1 Oct 2006

Fish Sausages

PERHAPS BUOYED by a tall flute of apple-puff scented Perrier Jouet NV, my father asked our waitress, firmly, for "fish sausages, please!" at the Crown and Punchbowl Inn, Horningsea, yesterday. It's yet another pub (though this time without a bar) that boasts of the individuality of its homemade sausages. Certainly these by-products of butchery seem to be capturing the gastropub circuit zeitgeist.

My father's request was partly my fault. I earlier relayed to him the story of a colleague whose grandfather (inexplicably deceased) used to produce such delicacies in inedible-abundance.

I suppose they would be relatively easy to fashion.

Rudementary Recipe:

I. Just catch a water stoat-like eel or grubby, silty pike (but do not look at its un-Godly face);
II. With a scalpel, saw into segments;
III. B.B.Q. from dawn-to-dusk wrapped in tin foil (it takes time to soften these muscular beasts), lubricating every so often with wild garlic and unsalted butter to mask its true character;
IV. Serve with a slightly macabre smile.

Bingo, fish sausages. Of a kind. Or, for the purists, simply curl the nasty serpent into a Cumberland. I've done this with ingredients dredged up from the tactfully-titled River Great Ouse where boat loos flush straight into the slipstream.
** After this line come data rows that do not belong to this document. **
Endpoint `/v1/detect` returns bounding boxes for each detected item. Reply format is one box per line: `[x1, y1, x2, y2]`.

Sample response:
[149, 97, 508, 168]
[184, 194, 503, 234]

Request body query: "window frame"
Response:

Saucisses de poison were not on the menu. Never have been, never will be. Instead I had duck salad (no tongues) followed by a large, lithe, nearly alive juicy rib eye, rare. A quiet, cranberry, leather and wholesome, earth scented Mercurey 1er Cru '02 just about coped alongside.
*
I am currently sipping The Beak Shiraz, Grenache, Mataro (Mourvedre) '04. [£5.99, Noel Young] A cult wine offering a Pinotage confidence with a warm tarmacadam palate. According to Sausage Links, it is: "...a great all-round sausage red". But not all sausages will befriend it back. I intend to partner it with Aberdeen Angus sausages and cubes of sweet potato.